Although the intentional parts of the missing data are MCAR, nearly any study will also have additional missing information on top of the randomly controlled MAR data. In addition to these variables, we recommend that at least one item from each construct be included in the X block.

This one item would be an indicator of the construct with the best item properties i. The rest of the variables associated with each construct would be evenly distributed across the A, B, and C blocks of items. Here, each of the A, B, and C blocks would contain one or more items from each construct if enough items for a given construct are available. If not enough items per construct exist, the pattern of assignment of items to constructs should a balance the number of items in each block as equally as possible, and b maximize the between-block correlations among the items.

The higher the between-block associations are in this design, the more efficient is the missing data recovery process, which leads to greater power and greater convergence rates when the data are analyzed.
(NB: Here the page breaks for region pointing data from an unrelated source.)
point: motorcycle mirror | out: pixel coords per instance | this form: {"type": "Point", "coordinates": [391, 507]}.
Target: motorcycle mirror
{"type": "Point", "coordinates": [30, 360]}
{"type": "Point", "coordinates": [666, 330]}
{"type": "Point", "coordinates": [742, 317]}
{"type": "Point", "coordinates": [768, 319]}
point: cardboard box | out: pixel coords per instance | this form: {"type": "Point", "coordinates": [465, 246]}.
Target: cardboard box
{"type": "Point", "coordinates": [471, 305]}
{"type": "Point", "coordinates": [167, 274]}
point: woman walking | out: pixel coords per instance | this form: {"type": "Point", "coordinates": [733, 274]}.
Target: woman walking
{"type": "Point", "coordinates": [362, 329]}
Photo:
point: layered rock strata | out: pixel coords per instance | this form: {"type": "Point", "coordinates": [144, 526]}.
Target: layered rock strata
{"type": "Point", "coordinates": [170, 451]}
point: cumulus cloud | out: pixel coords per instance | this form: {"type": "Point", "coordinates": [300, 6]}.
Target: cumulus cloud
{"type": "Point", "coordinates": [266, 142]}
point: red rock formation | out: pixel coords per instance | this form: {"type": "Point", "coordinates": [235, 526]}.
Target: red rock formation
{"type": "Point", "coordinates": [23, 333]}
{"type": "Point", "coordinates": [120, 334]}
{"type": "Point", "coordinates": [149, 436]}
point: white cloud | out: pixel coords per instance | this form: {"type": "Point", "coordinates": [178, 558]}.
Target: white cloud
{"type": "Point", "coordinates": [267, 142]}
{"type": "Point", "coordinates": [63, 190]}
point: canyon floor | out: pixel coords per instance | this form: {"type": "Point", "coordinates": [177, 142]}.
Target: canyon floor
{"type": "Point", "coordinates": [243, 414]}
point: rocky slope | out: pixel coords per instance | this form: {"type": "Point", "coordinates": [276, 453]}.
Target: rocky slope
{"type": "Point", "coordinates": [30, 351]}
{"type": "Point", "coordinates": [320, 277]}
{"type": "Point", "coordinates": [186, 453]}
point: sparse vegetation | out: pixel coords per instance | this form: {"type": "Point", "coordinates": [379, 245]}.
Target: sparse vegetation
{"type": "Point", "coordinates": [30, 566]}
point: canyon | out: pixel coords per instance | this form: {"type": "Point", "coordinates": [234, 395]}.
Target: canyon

The multiform designs are optimal for large sample studies that rely on SEM procedures.

- Stolen Child.
- The Self-Leadership Report - A Guide to Balance and Self Management for Busy People. (Xtreme Skills for Busy People Book 2).
- Modern Freedom: Hegels Legal, Moral, and Political Philosophy (Studies in German Idealism)!
- Pulsed Laser Ablation of Solids: Basics, Theory and Applications.
- Structural equation modeling.

Based on simulation work, the three-form design requires sample sizes of about and greater to achieve acceptable coverage and convergence Jia et al. At sample sizes of this magnitude, SEM procedures can be used see Little, Unlike the three-form design, which intentionally omits variables to reduce cost and burden, the two-method design is a way to increase the power of an otherwise underpowered study. The two-method design is ideally suited for contexts in which an expensive, but highly valid, method for assessing a construct is desired.

**go to link**

## Structural equation modeling

If a cheaper and, by implication, less valid method of measuring the same construct exists, the two methods can be partnered together to dramatically increase the sample size while holding the costs of a given study constant. In addition to the requirement that two methods of measuring the same construct exists, the two-method planned missing data design is also predicated on a multivariate measurement model to represent the construct of interest.

As with multiform designs, sample sizes for these designs need to be large enough to support the estimation of latent constructs. Figure 1 is a depiction of a two-method analysis of stress as represented by the gold standard of cortisol measured using two assays and by a simple self-report questionnaire of perceived stress.

- SearchWorks Catalog.
- Introduction to Mathematical Oncology.
- ISBN 10: 0805863702.
- Log in to Wiley Online Library!
- Persistent Object Systems: Proceedings of the Sixth International Workshop on Persistent Object Systems, Tarascon, Provence, France, 5–9 September 1994.
- Willy Brandt: A Political Biography!
- Cyrus Field: Transatlantic Visionary (Titans of Fortune).

The items of this self-report measure are parceled into three indicators. The multiform questionnaire protocol can be administered in a longitudinal design, but there may be little reduction in the cost of obtaining measurements on every occasion, even if the battery of measurements were shorter. Suppose there are four waves of measurement once every 3 months across which one wishes to estimate the change trajectory of coping during the first year following cancer diagnosis.

It is unlikely that all participants would participate on all occasions, and it would be difficult to know the mechanism of missingness. Graham, Taylor, and Cumsille present several similar design possibilities, the simplest being to divide the sample into five parts, four of which would not be measured at Wave 1, 2, 3, or 4 see bottom tier of Table I.

One subset would be measured at all occasions, which Graham et al. For example, with five waves of measurement, one can divide the sample into 11 parts and assign 10 of those subsets to be measured on only three of five occasions i.